Now let's score the model again.

In [None]:
model.score(x_test, y_test)

That's *much* better, but we might be able to improve the accuracy even more by tuning the model's hyperparameters.

## Tune the hyperparameters

One way to find the optimum combination of parameters provided to a learning algorithm in scikit-learn is to use *GridSearchCV*, which trains the model multiple times with all the different combinations of parameters that you specify. Let's use *GridSearchCV* to find the optimum values for the SVM's *C* and *gamma* parameters, which tend to have an important effect on SVM models. Note that training will take longer now because the model will be trained 16 times. (Good thing we reduced the number of dimensions by almost 95% with PCA!)

In [None]:
from sklearn.model_selection import GridSearchCV

params = {'svc__C': [1, 5, 10, 50],
          'svc__gamma': [0.0001, 0.0005, 0.001, 0.005]}

grid = GridSearchCV(model, params)
grid.fit(x_train, y_train)

Now let's find out what the optimum values for *C* and *gamma* are, and replace *model* with the optimized model.

In [None]:
print(grid.best_params_)
model = grid.best_estimator_

Finally, let's see if the optimized ("hypertuned") model does a better job of recognizing faces than our original model.

In [None]:
model.score(x_test, y_test)

It appears that we improved the model's accuracy by about 2.5%. Let's print a classification report to get a more detailed assessment of the model's accuracy.

In [None]:
from sklearn.metrics import classification_report

y_predicted = model.predict(x_test)
print(classification_report(y_test, y_predicted, target_names=faces.target_names))

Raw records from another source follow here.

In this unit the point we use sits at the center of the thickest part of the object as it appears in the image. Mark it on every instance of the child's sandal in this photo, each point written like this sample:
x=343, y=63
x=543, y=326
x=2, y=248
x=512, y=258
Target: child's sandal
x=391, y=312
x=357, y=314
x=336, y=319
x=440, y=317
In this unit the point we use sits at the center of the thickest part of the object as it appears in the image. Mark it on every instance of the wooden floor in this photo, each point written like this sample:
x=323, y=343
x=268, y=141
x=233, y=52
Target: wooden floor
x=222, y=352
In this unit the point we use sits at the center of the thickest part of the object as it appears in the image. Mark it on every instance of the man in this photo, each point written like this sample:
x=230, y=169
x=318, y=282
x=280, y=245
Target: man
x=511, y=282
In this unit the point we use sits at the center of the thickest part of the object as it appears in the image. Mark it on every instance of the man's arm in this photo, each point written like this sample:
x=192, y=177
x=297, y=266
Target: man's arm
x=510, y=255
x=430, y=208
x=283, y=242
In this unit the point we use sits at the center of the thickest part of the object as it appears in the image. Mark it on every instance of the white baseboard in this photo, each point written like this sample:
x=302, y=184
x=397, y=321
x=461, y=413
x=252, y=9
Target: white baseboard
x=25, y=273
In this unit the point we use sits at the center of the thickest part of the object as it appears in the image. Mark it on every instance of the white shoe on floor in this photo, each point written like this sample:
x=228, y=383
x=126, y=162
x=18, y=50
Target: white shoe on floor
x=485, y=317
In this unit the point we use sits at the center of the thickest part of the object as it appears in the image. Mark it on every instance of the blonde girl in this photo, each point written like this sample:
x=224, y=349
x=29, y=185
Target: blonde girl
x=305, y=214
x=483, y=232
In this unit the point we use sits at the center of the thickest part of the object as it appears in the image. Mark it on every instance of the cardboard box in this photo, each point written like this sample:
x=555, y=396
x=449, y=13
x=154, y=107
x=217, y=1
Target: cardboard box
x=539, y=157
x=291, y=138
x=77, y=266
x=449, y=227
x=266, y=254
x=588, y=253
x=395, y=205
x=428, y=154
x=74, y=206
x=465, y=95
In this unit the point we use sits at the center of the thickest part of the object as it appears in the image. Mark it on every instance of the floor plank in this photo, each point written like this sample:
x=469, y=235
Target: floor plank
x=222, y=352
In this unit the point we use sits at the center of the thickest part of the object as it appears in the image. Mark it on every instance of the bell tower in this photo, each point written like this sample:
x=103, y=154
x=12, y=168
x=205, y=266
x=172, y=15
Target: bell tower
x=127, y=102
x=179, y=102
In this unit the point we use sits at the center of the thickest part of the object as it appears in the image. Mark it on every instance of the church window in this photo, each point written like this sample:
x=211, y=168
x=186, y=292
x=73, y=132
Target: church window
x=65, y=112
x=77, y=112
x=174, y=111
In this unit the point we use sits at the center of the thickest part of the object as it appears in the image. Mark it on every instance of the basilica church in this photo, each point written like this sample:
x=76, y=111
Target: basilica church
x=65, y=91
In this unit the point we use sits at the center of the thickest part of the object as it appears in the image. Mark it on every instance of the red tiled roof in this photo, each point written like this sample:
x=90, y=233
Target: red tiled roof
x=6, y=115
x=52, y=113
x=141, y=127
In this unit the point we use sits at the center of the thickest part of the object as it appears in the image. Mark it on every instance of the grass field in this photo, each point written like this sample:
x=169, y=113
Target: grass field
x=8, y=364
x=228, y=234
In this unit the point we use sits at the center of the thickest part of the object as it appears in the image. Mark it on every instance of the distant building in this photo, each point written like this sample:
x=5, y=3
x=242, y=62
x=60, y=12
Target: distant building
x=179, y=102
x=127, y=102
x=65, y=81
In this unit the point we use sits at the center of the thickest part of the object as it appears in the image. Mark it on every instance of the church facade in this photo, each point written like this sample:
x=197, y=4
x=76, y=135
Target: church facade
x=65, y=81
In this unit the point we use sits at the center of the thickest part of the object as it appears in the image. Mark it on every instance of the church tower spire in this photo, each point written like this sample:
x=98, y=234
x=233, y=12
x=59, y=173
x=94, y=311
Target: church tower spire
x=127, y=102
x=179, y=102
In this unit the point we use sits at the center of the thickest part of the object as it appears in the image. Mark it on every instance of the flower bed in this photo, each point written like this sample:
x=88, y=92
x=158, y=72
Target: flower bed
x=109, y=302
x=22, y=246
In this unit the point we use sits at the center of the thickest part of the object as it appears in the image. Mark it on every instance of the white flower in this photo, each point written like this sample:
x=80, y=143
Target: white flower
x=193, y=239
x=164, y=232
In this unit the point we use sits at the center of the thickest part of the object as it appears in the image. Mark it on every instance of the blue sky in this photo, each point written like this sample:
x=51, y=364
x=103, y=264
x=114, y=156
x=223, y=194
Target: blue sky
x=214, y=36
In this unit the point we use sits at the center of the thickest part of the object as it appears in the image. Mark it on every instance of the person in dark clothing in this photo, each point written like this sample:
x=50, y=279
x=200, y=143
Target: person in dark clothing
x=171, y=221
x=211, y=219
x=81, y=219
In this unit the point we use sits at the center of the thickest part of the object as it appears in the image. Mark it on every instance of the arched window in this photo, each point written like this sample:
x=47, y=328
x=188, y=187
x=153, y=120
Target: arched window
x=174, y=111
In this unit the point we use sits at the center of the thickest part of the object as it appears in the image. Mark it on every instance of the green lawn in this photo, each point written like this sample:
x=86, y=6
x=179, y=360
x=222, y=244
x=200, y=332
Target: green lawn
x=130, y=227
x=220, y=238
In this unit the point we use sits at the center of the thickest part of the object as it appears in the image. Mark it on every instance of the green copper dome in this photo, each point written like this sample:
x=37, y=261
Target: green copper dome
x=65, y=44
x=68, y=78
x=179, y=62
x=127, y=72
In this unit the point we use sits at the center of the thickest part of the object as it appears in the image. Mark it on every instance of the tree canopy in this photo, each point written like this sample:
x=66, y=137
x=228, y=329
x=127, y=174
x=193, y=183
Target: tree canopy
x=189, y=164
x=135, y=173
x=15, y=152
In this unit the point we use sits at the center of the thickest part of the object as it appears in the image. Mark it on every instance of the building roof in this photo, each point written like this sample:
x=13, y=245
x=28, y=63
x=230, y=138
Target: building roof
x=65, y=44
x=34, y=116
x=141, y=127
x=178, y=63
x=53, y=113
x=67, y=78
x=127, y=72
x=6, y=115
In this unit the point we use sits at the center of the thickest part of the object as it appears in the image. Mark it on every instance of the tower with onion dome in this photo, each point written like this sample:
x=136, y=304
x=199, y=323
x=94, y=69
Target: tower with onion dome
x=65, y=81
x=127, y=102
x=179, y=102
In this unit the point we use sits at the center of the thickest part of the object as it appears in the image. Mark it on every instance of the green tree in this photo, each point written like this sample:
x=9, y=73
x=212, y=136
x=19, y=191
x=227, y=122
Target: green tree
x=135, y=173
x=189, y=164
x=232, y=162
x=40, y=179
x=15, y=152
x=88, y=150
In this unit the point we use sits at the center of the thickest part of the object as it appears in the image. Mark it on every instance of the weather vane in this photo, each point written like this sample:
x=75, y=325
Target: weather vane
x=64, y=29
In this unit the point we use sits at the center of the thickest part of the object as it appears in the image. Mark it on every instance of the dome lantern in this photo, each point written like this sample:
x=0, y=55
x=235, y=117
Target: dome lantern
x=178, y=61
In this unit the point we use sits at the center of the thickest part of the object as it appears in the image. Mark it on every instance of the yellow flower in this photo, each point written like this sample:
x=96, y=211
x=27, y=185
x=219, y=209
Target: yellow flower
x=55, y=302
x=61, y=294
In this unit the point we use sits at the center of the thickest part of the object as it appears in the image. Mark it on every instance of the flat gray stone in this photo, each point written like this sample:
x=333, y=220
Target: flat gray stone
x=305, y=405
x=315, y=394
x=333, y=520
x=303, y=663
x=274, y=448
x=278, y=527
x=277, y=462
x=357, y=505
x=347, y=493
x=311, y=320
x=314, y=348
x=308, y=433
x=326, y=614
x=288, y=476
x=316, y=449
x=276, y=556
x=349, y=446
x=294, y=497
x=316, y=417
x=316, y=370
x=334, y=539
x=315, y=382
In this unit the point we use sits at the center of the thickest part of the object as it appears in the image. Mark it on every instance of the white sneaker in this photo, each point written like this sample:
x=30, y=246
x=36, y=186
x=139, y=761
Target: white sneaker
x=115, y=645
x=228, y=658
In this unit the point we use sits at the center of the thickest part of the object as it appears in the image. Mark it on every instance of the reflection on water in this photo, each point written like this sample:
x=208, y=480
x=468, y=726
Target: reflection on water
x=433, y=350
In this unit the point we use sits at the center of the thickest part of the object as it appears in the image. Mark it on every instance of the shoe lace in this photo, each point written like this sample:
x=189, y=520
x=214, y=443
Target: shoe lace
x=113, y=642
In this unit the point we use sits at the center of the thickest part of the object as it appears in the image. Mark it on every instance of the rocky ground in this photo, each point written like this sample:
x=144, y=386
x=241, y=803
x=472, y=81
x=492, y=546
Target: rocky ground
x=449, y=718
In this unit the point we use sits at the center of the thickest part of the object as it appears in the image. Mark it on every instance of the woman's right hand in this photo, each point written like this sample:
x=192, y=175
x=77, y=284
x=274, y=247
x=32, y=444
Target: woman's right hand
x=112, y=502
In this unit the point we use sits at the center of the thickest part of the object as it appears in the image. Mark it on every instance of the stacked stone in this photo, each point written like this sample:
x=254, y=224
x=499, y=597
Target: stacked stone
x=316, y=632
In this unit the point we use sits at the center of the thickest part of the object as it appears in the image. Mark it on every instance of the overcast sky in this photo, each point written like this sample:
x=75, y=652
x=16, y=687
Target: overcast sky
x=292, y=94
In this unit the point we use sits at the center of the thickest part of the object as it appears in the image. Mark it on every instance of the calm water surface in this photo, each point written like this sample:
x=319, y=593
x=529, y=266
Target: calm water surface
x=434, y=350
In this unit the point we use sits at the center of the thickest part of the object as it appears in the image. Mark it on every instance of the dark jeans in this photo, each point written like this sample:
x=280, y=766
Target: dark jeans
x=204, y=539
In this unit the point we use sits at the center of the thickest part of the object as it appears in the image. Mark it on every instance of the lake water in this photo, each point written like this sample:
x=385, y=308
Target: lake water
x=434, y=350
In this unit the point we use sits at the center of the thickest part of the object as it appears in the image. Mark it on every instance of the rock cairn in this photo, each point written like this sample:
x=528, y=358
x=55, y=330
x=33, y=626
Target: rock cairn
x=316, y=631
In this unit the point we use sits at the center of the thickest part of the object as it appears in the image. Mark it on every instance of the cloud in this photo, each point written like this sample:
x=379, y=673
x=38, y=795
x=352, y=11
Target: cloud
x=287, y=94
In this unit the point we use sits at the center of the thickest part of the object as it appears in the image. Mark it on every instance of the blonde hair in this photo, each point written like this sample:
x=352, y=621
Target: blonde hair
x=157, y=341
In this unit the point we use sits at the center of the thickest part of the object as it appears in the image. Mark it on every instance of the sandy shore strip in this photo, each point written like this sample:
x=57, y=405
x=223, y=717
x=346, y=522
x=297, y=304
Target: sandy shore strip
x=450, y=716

For clarity, let's generate a confusion matrix to see how the model *really* performed during testing.

In [None]:
from sklearn.metrics import confusion_matrix

mat = confusion_matrix(y_test, y_predicted)
sns.heatmap(mat.T, square=True, annot=True, fmt='d', cbar=False, cmap='Blues',
            xticklabels=faces.target_names,
            yticklabels=faces.target_names)
plt.xlabel('Actual label')
plt.ylabel('Predicted label')

The model correctly identified Colin Powell 49 times out of 50, Donald Rumsfeld 23 times out of 25, and so on. That's not bad. And it's a great example of Support Vector Machines at work. It would be challenging, perhaps impossible, to do this well using more conventional learning algorithms such as logistic regression.